Your provider is not required to agree to a restriction that you may request. If the doctor believes it is in your best interest to permit use and disclosure of you PHI, your PHI will not be restricted. If you doctor does agree to the requested restriction, we may not use or disclose you PHI in violation of that restriction unless it is needed to provide emergency treatment. With this in mind, please discuss any restriction you wish to request with your doctor.

You may request a restriction by presenting your request, in writing to a staff member in our office. The staff member will provide you with “Restriction of Consent” form. Complete the form, sign it, and ask that the staff member provide you with a photocopy of your request initialed by them. This copy will serve as your receipt.

You have the right to request to receive confidential communications from us by alternative means or at an alternative location. We will accommodate reasonable requests. We may also condition this accommodation by asking you for information as to how payment will be handled or specification of an alternative address or other method of contact.
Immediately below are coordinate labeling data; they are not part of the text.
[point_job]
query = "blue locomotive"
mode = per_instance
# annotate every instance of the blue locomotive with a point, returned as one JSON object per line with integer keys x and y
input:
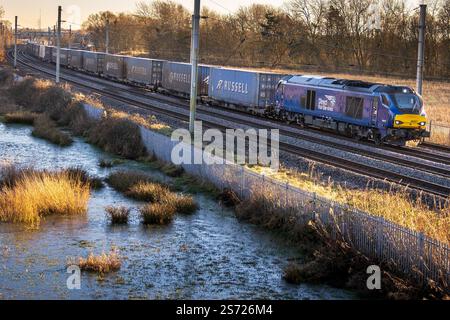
{"x": 382, "y": 113}
{"x": 363, "y": 110}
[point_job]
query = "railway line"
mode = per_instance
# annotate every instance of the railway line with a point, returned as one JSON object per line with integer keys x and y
{"x": 178, "y": 110}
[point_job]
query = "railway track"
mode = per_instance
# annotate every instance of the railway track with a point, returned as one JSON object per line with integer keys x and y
{"x": 353, "y": 166}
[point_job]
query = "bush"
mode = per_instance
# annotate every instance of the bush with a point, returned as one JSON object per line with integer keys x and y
{"x": 22, "y": 117}
{"x": 183, "y": 204}
{"x": 102, "y": 264}
{"x": 123, "y": 181}
{"x": 46, "y": 129}
{"x": 28, "y": 195}
{"x": 118, "y": 215}
{"x": 157, "y": 213}
{"x": 147, "y": 191}
{"x": 118, "y": 135}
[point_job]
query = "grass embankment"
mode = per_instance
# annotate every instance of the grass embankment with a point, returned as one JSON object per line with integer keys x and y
{"x": 394, "y": 206}
{"x": 325, "y": 258}
{"x": 162, "y": 204}
{"x": 27, "y": 195}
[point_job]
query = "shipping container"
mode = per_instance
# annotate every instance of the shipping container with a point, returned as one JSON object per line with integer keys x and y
{"x": 75, "y": 59}
{"x": 144, "y": 71}
{"x": 114, "y": 66}
{"x": 48, "y": 53}
{"x": 243, "y": 87}
{"x": 176, "y": 77}
{"x": 93, "y": 62}
{"x": 42, "y": 52}
{"x": 63, "y": 56}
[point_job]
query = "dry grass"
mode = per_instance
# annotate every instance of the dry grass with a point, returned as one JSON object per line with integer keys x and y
{"x": 123, "y": 181}
{"x": 118, "y": 215}
{"x": 28, "y": 195}
{"x": 46, "y": 129}
{"x": 157, "y": 213}
{"x": 147, "y": 191}
{"x": 394, "y": 206}
{"x": 183, "y": 204}
{"x": 119, "y": 136}
{"x": 22, "y": 117}
{"x": 104, "y": 263}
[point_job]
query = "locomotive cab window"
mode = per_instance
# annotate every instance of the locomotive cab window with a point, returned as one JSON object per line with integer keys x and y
{"x": 354, "y": 107}
{"x": 310, "y": 100}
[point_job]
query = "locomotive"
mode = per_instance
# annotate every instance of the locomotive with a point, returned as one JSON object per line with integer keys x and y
{"x": 362, "y": 110}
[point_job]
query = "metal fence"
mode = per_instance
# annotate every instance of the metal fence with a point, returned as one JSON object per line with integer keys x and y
{"x": 410, "y": 252}
{"x": 440, "y": 133}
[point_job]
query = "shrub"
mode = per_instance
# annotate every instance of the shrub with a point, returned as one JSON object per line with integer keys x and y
{"x": 102, "y": 264}
{"x": 23, "y": 117}
{"x": 183, "y": 204}
{"x": 29, "y": 195}
{"x": 46, "y": 129}
{"x": 122, "y": 181}
{"x": 54, "y": 101}
{"x": 103, "y": 163}
{"x": 118, "y": 135}
{"x": 157, "y": 213}
{"x": 25, "y": 93}
{"x": 118, "y": 215}
{"x": 147, "y": 191}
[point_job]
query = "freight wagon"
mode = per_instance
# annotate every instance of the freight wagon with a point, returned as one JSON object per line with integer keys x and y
{"x": 176, "y": 78}
{"x": 251, "y": 90}
{"x": 75, "y": 59}
{"x": 114, "y": 67}
{"x": 41, "y": 52}
{"x": 48, "y": 54}
{"x": 63, "y": 56}
{"x": 93, "y": 62}
{"x": 144, "y": 72}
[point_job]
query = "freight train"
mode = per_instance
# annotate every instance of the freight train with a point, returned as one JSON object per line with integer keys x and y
{"x": 362, "y": 110}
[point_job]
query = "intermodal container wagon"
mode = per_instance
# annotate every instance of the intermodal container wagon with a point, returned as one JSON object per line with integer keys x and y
{"x": 75, "y": 59}
{"x": 93, "y": 62}
{"x": 48, "y": 53}
{"x": 144, "y": 71}
{"x": 41, "y": 52}
{"x": 176, "y": 77}
{"x": 63, "y": 56}
{"x": 114, "y": 66}
{"x": 243, "y": 87}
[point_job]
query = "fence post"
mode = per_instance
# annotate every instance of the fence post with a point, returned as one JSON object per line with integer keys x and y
{"x": 286, "y": 196}
{"x": 242, "y": 182}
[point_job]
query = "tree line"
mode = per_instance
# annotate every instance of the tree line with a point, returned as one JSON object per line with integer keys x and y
{"x": 378, "y": 36}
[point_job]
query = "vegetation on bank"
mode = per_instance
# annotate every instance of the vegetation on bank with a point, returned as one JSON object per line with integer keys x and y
{"x": 162, "y": 202}
{"x": 327, "y": 258}
{"x": 101, "y": 264}
{"x": 118, "y": 215}
{"x": 27, "y": 195}
{"x": 396, "y": 206}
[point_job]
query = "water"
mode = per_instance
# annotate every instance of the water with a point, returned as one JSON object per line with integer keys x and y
{"x": 208, "y": 255}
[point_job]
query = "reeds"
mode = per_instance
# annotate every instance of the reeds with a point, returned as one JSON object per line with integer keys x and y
{"x": 157, "y": 213}
{"x": 46, "y": 129}
{"x": 118, "y": 215}
{"x": 26, "y": 196}
{"x": 393, "y": 205}
{"x": 21, "y": 117}
{"x": 104, "y": 263}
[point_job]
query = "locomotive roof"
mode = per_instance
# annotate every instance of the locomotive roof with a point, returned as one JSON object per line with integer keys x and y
{"x": 346, "y": 84}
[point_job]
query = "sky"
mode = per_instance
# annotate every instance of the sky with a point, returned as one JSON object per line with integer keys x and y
{"x": 77, "y": 11}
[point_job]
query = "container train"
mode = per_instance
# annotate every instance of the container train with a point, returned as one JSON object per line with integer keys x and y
{"x": 362, "y": 110}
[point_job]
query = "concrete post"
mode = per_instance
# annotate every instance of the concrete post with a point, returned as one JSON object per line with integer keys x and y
{"x": 194, "y": 62}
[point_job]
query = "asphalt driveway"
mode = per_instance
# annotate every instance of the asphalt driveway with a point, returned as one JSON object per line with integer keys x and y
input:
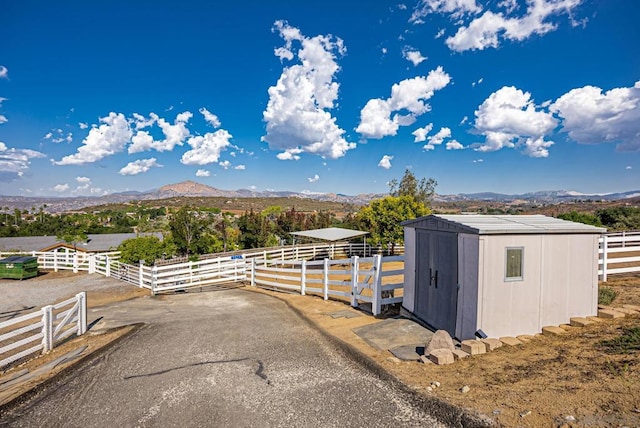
{"x": 228, "y": 358}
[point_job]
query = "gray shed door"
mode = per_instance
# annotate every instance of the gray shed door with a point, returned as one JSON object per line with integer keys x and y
{"x": 437, "y": 279}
We will not request an explanation from you as to the basis for the request. Please make this request in writing.

You may have the right to have your doctor amend your PHI. This means you may request an amendment of PHI about you in a designated record set for as long as we maintain this information. In certain cases, we may deny your request for an amendment. If we deny your request for amendment, you have the right to file a statement of disagreement with us and we may prepare a rebuttal to your statement and will provide you with a copy of any such rebuttal. Please ask your doctor if you have questions about amending your medical record.

You have the right to receive an accounting of certain disclosures we have made, if any, of your PHI. This right applies to disclosures for purposes other than treatment, payment or healthcare operations as described in this Notice of Privacy Practices. It excludes disclosures we may have made to you, to family members or friends involved in your care, pursuant to a duly executed authorization or for notification purposes. You have the right to receive specific information regarding these disclosures that occurred after April 14, 2003. The right to receive this information is subject to certain exceptions, restrictions and limits.

You have the right to obtain a paper copy of this notice from us, upon request, even if you have agreed to accept this notice electronically.


You may complain to us, to the Texas Attorney General’s Office, or the Secretary of Health and Human Services, if you believe your privacy rights have been violated by us. You may file a complaint with us by notifying our Privacy Officer of you complaint. We will not retaliate against you for filing a complaint.

Our Privacy Officer is Karen Crittenden. You may contact our Privacy Officer in writing at our office address or by calling 817-732-1626. Our website may offer additional information about the complaint process.

This notice was published and becomes effective on February 1, 2016.

By checking this box, I understand the above information and agree with its contents, and this will serve as my electronic signature for the HIPAA Disclosure Form.